Objective-C Parser Generation via Grammars

Basic Grammar Syntax

ParseKit allows users to build parsers for custom languages from a declarative, BNF-style grammar without writing any code (well, ok.. a single line of code). Under the hood, grammar support is implemented using the ParseKit Objective-C API, so the grammar syntax closely mirrors the features of the Objective-C API.

The grammar below describes a simple toy language called Cold Beer and will serve as a quick introduction to the ParseKit grammar syntax. The rules of the Cold Beer language are as follows. The language consists of a sequence of one or more sentences beginning with the word «cold» followed by a repetition of either «cold» or «freezing» followed by «beer» and terminated by the symbol «.».

For example, each of the following lines are valid instances of the Cold Beer language (as is the example as a whole):

    cold cold cold freezing cold freezing cold beer.
    cold cold freezing cold beer.
    cold freezing beer.
    cold beer.

The following lines are not valid Cold Beer statements:

    freezing cold beer.
    cold freezing beer
    beer.

Here is a complete ParseKit grammar for the Cold Beer language.

    @start = sentence+;
    sentence = adjectives 'beer' '.';
    adjectives = cold adjective*;
    adjective = cold | freezing;
    cold = 'cold';
    freezing = 'freezing';

As shown above, the ParseKit grammar syntax consists of individual language production declarations separated by «;». Whitespace is ignored, so the productions can be formatted liberally with whitespace as the programmer prefers. Comments are also allowed and resemble the comment style of Objective-C. So a commented Cold Beer grammar may appear as:

    /*
        A Grammar for the Cold Beer Language
        by Todd Ditchendorf
    */
    @start = sentence+;     // outermost production
    sentence = adjectives 'beer' '.';
    adjectives = cold adjective*;
    adjective = cold | 'freezing';
    cold = 'cold';
    freezing = 'freezing';

Individual Grammar Production Syntax

Every ParseKit grammar must contain one and only one production named @start. This will be the highest-level or outermost production rule in the language. For Cold Beer, the outermost production is:

    @start = sentence+;

Which states that the outermost production of this language consists of a sequence of one or more («+») instances of the sentence production.

    sentence = adjectives 'beer' '.';

The sentence production states that sentences are a sequence of the adjective production followed by the literal strings beer and .

    adjectives = cold adjective*;

In turn, adjectives is a sequence of a single instance of the cold production followed by a repetition («*» read as ‘zero or more’) of the adjective production.

    adjective = cold | freezing;
    cold = 'cold';
    freezing = 'freezing';

The adjective production is an alternation of either an instance of the cold or the freezing production. The cold production is the literal string cold and freezing the literal string freezing.

Grouping

A language may be expressed in many different, yet equivalent grammars. Productions may be referenced in any order (even before they are defined) and grouped using parentheses («(» and «)»).

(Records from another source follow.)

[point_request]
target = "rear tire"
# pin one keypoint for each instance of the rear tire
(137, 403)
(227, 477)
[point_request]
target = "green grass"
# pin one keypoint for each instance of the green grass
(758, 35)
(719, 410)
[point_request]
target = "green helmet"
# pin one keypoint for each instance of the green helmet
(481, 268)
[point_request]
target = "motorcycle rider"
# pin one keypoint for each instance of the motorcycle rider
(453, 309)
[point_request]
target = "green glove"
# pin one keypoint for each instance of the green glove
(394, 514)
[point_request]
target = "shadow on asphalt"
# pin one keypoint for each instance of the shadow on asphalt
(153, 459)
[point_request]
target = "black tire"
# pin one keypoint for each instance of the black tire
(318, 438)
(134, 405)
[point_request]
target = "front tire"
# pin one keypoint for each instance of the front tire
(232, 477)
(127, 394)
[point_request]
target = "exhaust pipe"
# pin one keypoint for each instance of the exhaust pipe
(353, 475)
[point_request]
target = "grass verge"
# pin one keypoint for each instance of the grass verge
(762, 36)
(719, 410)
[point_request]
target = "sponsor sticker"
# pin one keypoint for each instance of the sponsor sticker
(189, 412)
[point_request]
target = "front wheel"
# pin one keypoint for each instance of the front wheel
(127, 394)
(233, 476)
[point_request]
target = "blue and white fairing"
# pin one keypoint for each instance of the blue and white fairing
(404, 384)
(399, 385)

For example, the Cold Beer language could also be represented by the following grammar:

    @start = ('cold' ('cold' | 'freezing')* 'beer' '.')+;

Instantiating Grammar Parsers in Objective-C

Create an Objective-C PKParser object by providing the grammar as an NSString and an assembler object (in this example, self).

  NSString *g = ... // fetch your grammar from a file on disk
  PKParser *parser = nil;
  parser = [[PKParserFactory factory] parserFromGrammar:g assembler:self];
  NSString *s = @"cold freezing cold beer.";
  [parser parse:s];

The provided assembler object will receive callbacks whenever one of the language grammar productions is matched — if the callback method is implemented in the assembler object.

For example, an assembler for the Cold Beer language grammar above will receive the following callbacks if implemented:

    - (void)didMatchSentence:(PKAssembly *)a;
    - (void)didMatchAdjectives:(PKAssembly *)a;
    - (void)didMatchAdjective:(PKAssembly *)a;
    - (void)didMatchCold:(PKAssembly *)a;
    - (void)didMatchFreezing:(PKAssembly *)a;

The PKAssembly argument will have the most-recently matched tokens on the top of its stack.

To prevent leaks when releasing a PKParser created via PKParserFactory, one final step is required:

          PKParser *parser = nil;
          parser = [[PKParserFactory factory] parserFromGrammar:g assembler:self];
          ... // do parsing
          // when you are done with the parser, this function must be called before releasing
          PKReleaseSubparserTree(parser);
          [p release]

Most non-trivial language grammars define circular relationships in their production rules. The call to PKReleaseSubparserTree() is required to prevent Objective-C retain cycle leaks where the PKParser objects representing different rules in your grammar have strong references to one another.